Cumhurbaşkanı Erdoğan, “Bu rakam, ne kadar büyük olursa olsun hiçbir ekonominin kaldıramayacağı bir yük. Üstelik 2013’ten bu yana yaşadığımız her olayın bir boyutunu oluşturan ekonomik saldırıların etkilerinin halen devam ettiği bir dönemde bu maliyetle karşılaştık.” söz konusu.
“Türkiye’yi büyütme hedefimizden en ufak bir gerileme yok”
Cumhurbaşkanı Erdoğan, “Tüketmeyin”, “Yatırım yapmayın”, “Türkiye’ye gelmeyin” kampanyalarıyla içeriden birilerinin ekonomiyi çökertme çağrısı yaptığı günler olduğunu belirtti.
“Yoksa ülkemize ne iktisatla, ne akılla, ne ahlakla bağdaşmayan, ‘Türkiye ekonomisini mahvetme’ çığlıklarıyla kurulan tuzaklara şahit olduk. Büyük emekler ve büyük maliyetler içeren bir sürecin sonunda bu noktaya geldik. ulaşmak istemek sonuçta değişmedi.

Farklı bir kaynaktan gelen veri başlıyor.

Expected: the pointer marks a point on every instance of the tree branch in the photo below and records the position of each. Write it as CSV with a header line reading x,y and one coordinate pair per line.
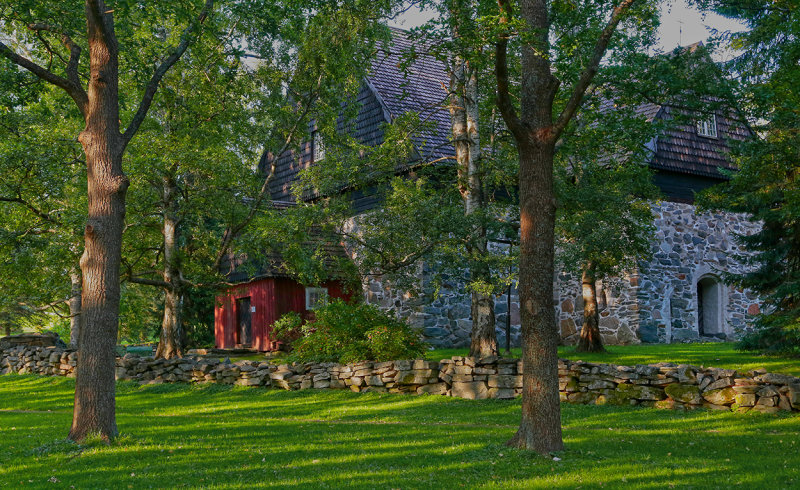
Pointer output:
x,y
580,87
152,85
77,92
504,103
41,214
149,282
74,51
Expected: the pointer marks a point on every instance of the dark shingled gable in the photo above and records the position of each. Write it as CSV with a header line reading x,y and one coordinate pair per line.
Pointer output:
x,y
680,149
390,90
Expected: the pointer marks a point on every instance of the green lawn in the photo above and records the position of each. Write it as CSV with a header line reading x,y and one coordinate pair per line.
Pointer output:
x,y
216,436
721,355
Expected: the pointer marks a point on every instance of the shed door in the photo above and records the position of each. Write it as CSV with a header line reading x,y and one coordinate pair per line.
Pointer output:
x,y
244,329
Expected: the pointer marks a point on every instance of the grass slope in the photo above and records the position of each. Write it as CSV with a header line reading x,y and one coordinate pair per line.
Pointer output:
x,y
721,355
216,436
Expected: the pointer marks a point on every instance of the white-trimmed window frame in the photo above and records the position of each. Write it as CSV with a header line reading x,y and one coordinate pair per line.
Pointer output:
x,y
315,297
707,127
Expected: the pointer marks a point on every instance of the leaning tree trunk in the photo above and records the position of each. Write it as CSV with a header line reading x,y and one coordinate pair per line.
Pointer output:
x,y
94,411
171,342
590,340
464,118
75,307
540,427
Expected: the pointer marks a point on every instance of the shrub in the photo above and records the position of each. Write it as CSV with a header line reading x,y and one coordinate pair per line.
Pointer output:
x,y
347,332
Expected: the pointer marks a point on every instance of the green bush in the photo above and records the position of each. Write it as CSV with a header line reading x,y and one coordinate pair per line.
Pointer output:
x,y
347,332
776,333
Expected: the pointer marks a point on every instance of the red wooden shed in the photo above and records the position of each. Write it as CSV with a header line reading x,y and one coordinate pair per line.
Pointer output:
x,y
243,315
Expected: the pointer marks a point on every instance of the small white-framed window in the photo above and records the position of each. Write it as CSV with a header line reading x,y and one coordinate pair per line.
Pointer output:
x,y
316,297
707,127
318,147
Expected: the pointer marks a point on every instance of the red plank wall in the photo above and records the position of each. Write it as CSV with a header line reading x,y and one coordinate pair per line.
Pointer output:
x,y
271,298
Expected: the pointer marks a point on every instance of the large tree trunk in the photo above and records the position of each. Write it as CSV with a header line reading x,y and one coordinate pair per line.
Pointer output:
x,y
171,342
540,427
75,307
94,411
590,340
464,117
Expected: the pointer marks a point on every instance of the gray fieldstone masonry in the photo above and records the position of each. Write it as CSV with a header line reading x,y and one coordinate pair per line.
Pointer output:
x,y
663,385
677,296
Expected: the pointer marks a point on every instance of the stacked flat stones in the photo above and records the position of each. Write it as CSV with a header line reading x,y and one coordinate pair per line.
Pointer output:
x,y
664,385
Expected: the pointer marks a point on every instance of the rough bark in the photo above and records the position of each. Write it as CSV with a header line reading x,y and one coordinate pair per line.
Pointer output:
x,y
95,406
590,340
171,342
103,144
75,307
536,129
466,138
540,427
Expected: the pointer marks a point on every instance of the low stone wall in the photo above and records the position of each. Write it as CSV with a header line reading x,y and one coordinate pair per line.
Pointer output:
x,y
663,385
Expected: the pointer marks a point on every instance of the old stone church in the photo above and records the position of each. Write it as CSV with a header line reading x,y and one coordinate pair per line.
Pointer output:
x,y
676,296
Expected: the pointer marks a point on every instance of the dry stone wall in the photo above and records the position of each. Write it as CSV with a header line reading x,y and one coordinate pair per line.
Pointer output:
x,y
663,385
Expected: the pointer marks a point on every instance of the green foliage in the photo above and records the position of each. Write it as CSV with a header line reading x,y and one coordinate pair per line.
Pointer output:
x,y
604,188
349,332
767,185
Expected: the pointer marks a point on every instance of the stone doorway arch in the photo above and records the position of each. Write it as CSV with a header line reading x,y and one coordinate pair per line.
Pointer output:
x,y
710,294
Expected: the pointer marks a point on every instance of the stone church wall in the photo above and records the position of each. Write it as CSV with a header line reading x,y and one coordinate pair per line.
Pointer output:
x,y
657,302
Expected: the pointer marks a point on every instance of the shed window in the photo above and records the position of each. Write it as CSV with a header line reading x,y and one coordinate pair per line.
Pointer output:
x,y
318,147
316,297
707,127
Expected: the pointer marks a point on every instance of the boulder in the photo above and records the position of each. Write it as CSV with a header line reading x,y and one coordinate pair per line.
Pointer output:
x,y
720,396
684,393
474,390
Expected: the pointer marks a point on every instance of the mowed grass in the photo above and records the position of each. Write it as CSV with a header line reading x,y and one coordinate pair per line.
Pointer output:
x,y
215,436
716,354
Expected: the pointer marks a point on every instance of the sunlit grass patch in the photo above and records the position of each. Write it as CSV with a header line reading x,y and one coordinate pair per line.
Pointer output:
x,y
214,436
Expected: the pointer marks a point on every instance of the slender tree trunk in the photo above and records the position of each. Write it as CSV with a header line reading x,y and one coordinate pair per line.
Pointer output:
x,y
590,340
466,138
540,427
95,409
75,307
171,342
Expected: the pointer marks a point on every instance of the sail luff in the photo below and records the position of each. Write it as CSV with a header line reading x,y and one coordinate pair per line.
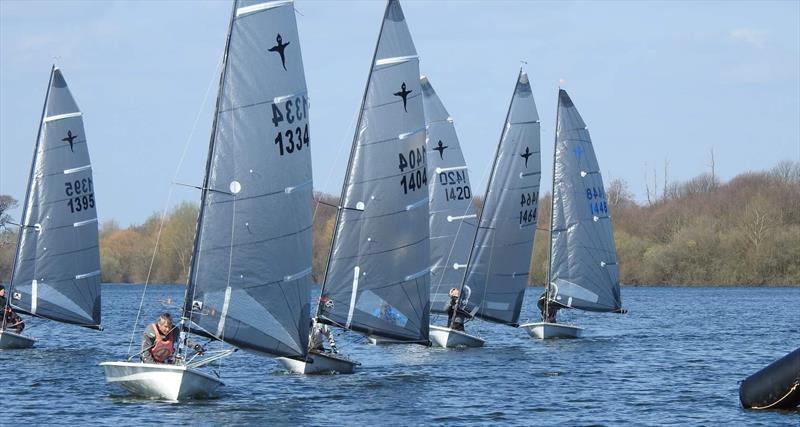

Son haftalarda atılan adımların, hem önceki gelişmelerin hem de artık ertelenmeyen depremin mali yükünü karşılamak için yapılan düzeltmeler olarak görülmesi bir kuraldır. Bu adımların faiz, kur ve enflasyon üzerindeki etkilerini orta vadede ülkemizin temel hedeflerine yaklaşmasına katkı sağlayacak gelişmelere dönüştürebileceğimize inanıyoruz. 21 yıldır tesis ettiğimiz inanç ve istikrar iklimi sayesinde ülkemizin her sorununu çözdüysek bugünün sorunlarını da aynı şekilde aşacağımızdan kimsenin şüphesi olmasın.”